US dollar weaker in light trade
Indications that US interest rates might peak at 5 percent and climbing crude oil prices combined for a weaker US dollar on Monday despite positive data on capital inflows.
The greenback dropped 1.5 percent to $1.2270 in relation to the euro and lost 0.7 percent to the Japanese yen, to ¥117.64. It was the dollar’s lowest level versus the yen in two weeks. The US currency declined 1.1 percent to $1.7709 against sterling and was down 1.8 percent to SFr1.2775 versus the Swiss franc.
New data showed that net inflows into the US in February were at $86.9 billion, much higher than the $62.6 billion that had been expected. The money coming in was more than enough to cover the months trade deficit of $65.7 billion. That was the good news.

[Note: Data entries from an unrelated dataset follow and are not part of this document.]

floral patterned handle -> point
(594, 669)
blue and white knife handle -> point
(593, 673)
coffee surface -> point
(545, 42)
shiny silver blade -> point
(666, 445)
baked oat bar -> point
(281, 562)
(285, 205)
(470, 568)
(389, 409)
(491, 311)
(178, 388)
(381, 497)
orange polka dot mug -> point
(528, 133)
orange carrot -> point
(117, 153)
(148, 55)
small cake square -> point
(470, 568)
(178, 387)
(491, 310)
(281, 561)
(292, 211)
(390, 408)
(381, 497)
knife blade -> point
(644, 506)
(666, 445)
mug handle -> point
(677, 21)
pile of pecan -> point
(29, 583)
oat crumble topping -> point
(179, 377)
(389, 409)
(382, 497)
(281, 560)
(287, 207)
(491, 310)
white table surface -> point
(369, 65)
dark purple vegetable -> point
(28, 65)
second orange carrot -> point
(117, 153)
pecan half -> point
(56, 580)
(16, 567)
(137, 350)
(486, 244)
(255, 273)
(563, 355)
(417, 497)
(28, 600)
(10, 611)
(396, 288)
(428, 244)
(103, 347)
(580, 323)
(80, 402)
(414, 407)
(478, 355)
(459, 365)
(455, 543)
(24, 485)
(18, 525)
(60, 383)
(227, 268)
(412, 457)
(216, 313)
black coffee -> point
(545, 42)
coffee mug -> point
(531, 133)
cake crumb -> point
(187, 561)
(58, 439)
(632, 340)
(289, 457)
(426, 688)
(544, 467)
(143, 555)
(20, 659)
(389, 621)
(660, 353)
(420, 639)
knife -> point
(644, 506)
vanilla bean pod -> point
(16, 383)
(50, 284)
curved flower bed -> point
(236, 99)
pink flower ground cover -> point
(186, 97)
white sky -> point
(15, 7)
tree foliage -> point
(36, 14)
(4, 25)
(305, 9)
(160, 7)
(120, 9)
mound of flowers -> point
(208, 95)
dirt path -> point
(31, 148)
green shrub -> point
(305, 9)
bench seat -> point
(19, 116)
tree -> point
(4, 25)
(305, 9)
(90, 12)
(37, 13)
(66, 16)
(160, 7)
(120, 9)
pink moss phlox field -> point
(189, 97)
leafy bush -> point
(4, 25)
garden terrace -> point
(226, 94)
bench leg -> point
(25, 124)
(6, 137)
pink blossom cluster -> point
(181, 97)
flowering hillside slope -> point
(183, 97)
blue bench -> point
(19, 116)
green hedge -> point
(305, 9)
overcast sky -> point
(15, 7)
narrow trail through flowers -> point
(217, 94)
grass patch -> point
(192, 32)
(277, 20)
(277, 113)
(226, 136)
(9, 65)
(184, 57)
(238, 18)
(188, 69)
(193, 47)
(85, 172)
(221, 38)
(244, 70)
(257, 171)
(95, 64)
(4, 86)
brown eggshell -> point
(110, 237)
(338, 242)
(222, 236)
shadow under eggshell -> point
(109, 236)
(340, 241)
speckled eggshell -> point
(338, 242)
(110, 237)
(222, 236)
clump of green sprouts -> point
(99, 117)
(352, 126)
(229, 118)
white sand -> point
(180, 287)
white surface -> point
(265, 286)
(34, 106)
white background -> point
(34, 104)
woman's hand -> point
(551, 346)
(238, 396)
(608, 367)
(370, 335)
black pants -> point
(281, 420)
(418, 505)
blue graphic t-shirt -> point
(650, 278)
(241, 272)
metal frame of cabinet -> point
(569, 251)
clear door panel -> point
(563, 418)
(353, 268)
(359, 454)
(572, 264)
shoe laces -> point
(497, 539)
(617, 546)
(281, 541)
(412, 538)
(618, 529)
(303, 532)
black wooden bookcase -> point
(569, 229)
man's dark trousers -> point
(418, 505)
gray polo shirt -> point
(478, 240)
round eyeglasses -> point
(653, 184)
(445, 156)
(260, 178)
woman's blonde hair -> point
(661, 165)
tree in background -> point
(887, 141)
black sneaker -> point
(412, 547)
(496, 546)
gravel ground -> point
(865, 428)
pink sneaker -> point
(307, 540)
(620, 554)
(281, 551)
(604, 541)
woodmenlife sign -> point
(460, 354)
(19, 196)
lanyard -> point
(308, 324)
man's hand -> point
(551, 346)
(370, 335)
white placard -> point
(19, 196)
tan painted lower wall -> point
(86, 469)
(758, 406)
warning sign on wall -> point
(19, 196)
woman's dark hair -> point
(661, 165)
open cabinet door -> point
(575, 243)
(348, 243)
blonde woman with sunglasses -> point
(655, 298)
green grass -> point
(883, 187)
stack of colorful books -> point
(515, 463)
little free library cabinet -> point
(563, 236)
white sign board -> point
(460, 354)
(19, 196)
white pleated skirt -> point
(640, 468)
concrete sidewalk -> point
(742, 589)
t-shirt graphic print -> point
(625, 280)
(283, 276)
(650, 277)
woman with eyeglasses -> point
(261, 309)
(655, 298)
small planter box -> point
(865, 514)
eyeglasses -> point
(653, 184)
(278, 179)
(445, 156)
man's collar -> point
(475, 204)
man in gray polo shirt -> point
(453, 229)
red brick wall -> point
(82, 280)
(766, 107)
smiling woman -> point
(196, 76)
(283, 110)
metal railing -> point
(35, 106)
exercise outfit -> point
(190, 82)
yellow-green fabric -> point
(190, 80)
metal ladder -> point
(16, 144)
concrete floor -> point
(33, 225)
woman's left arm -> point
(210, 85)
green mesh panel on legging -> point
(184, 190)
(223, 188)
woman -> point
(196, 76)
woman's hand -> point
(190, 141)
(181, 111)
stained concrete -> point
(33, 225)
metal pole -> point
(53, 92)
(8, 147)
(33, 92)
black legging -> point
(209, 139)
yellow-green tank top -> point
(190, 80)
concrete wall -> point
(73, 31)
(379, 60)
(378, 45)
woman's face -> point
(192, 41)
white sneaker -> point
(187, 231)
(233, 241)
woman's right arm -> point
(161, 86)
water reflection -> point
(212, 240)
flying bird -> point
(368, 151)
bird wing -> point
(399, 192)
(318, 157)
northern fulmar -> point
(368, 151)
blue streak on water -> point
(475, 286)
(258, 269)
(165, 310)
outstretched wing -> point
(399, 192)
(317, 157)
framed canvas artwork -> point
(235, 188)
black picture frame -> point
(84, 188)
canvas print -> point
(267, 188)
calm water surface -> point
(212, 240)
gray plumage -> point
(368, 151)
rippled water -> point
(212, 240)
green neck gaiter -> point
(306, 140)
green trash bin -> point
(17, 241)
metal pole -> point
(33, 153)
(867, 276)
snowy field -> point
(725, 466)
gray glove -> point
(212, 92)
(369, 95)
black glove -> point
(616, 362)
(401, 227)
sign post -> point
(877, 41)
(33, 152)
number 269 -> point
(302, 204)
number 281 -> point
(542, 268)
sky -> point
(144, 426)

Bad news for the dollar came in a Wall Street Journal article, which claimed that Federal Reserve officials were not inclined to raise interest rates after an expected hike in May to 5 percent. Worries over higher crude oil prices, exaggerated by the insistence of Iran that it will continue pursuing its nuclear ambitions, also hurt the greenback. Also causing concern was a new Empire State manufacturing survey from the New York Federal Reserve, which showed the index level at 15.81 in April. It was expected to be at 24.50. Additionally, the March survey was revised down to 29.03.